Veröffentlicht: 24.08.2019. Rubrik: Unsortiert
Inspiration
Inmitten von Grün und dem Geräusch rauschender Blätter, alle fünfzehn Minuten von einem Glockenschlag unterbrochen. Ungewohnt kühl für diese Jahreszeit, fühlte sich der Wind an, der an seinen Armen vorbeizog.
'Was braucht ein guter Text?' dachte er. 'Was sind die Zutaten für einen guten Text?'
Die richtige Atmosphäre? Das richtige Thema richtig dargestellt? “Schreiben ist leicht, man muss nur die falschen Wörter weglassen.“ ein Zitat von Mark Twain, dessen Bücher er allerdings nur vom Namen kannte.
Eine solide Vorbildung. Erfahrungen mit Literatur. Er hatte viel zu wenig davon, um einen guten Text überhaupt zu erkennen, dachte er. Er könne keine tiefgründigen Diskussionen über Hemingway führen, kein Lieblingswerk von Kafka aufzählen und Steppenwolf war für ihn in erster Linie eine Rockband.
Bedarf es Vorkenntnisse?
Es knisterte leise, als er sich eine Zigarette anzündete. 'Mit dem Rauchen aufzuhören war nie ein Problem, doch ich will nicht' sagte er sich jedes mal, wenn er seinen Herzschlag heftiger spürte und seine Pulsadern rhythmisch hüpfen sah.

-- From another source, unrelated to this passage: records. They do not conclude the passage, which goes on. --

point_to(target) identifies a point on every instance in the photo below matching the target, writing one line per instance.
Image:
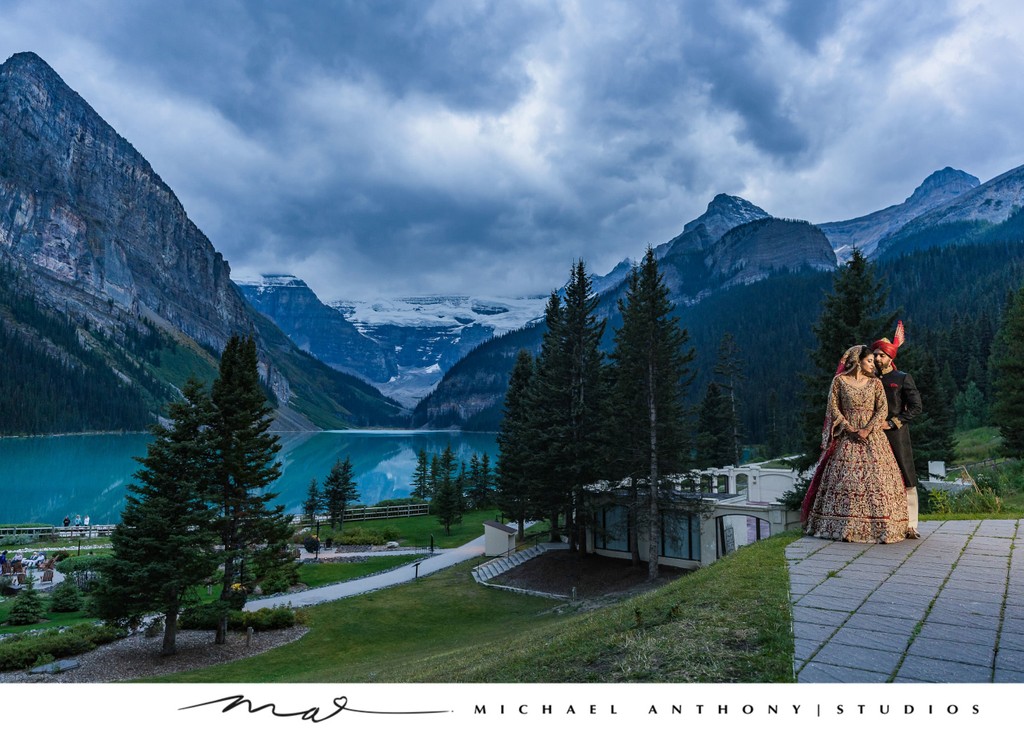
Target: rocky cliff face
(991, 203)
(865, 232)
(753, 251)
(100, 238)
(86, 212)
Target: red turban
(884, 345)
(890, 347)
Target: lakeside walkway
(438, 561)
(945, 608)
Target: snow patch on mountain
(457, 312)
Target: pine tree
(252, 533)
(852, 313)
(546, 429)
(651, 372)
(339, 490)
(729, 371)
(449, 502)
(164, 545)
(313, 505)
(1007, 365)
(715, 445)
(478, 482)
(582, 456)
(422, 490)
(932, 431)
(515, 456)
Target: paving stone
(862, 658)
(982, 596)
(928, 670)
(1014, 610)
(896, 625)
(1011, 641)
(872, 639)
(1012, 625)
(945, 616)
(897, 593)
(954, 650)
(817, 673)
(813, 633)
(805, 649)
(827, 617)
(922, 570)
(966, 606)
(1008, 659)
(957, 633)
(817, 600)
(892, 609)
(965, 581)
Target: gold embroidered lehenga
(860, 498)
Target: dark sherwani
(904, 404)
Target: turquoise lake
(44, 478)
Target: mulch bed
(592, 575)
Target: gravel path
(138, 656)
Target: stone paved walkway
(946, 608)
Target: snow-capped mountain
(429, 334)
(865, 232)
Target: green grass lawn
(728, 621)
(321, 574)
(52, 619)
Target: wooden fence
(57, 531)
(356, 513)
(383, 512)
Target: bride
(857, 491)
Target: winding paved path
(438, 561)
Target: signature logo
(313, 715)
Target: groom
(904, 404)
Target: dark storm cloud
(463, 145)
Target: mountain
(865, 232)
(426, 335)
(95, 241)
(970, 217)
(708, 257)
(317, 329)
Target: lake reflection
(44, 478)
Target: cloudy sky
(478, 146)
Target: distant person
(856, 493)
(903, 400)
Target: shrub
(83, 570)
(66, 597)
(368, 536)
(205, 617)
(27, 607)
(280, 578)
(19, 651)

Jeder kann schreiben. Jeder kann Texte schreiben. Aber was macht einen guten Text aus? Was ist überhaupt gut?
Für ihn war ein Text gut, wenn man mit all seinen Sinnen eine neue Welt betrat. Die Umgebung spürte, sich in die Personen fühlen und Empathien entwickeln konnte. Ein tieferer Sinn. 'Und alles schön stringent,' Er mimte gedanklich seine alte Deutschlehrerin mit diesem Satz und lächelte. Sie würde ihn verachtend anschauen, würde sie nur ahnen, dass er Texte schreibt. Diese Arroganz und Selbstüberschätzung gewährte sie nur den Profis. Jedoch niemandem, der nicht einmal ein Gedicht von Heine nicht richtig interpretieren konnte.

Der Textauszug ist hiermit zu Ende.